Her fingers shook as she picked up the carved antler comb she had found among the items on the bed, and followed him into his bedchamber. Leif seated her on a wooden chair, but when she began to use the comb, he took it from her hand.

“I will do it for you.”

Wordlessly, she waited as he sat down on a three-legged stool and carefully pulled the comb through her damp, tangled hair. The act seemed nearly as intimate as the way he had touched her in the pool, and her nipples tightened beneath the simple blue kirtle. But this time, Leif scrupulously avoided any contact other than drawing the comb through her wet locks.

When he had removed all the tangles, he spread the heavy mass around her shoulders, rose from his stool and headed for the door. “I will send the girl, Birgit, to attend you. She will see to your needs from now on.”

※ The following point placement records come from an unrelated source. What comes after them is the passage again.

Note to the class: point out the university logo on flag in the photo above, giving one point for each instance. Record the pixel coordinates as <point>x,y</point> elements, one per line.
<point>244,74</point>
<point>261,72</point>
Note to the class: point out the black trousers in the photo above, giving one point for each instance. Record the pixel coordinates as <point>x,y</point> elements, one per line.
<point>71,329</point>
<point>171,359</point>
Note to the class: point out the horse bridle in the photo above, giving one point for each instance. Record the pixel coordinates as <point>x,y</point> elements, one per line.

So Krista was to have a maid, just as she had back home. But then Leif was now the clan chieftain and she was soon to become his wife.

Or so he believed.

She thought of her friends back in England, of her father and how much he needed her, of the business she had worked so hard to build into a successful enterprise, and a lump swelled in her throat. Turning away from the door, she blinked against the sting of tears and fought not to give in to the urge to weep.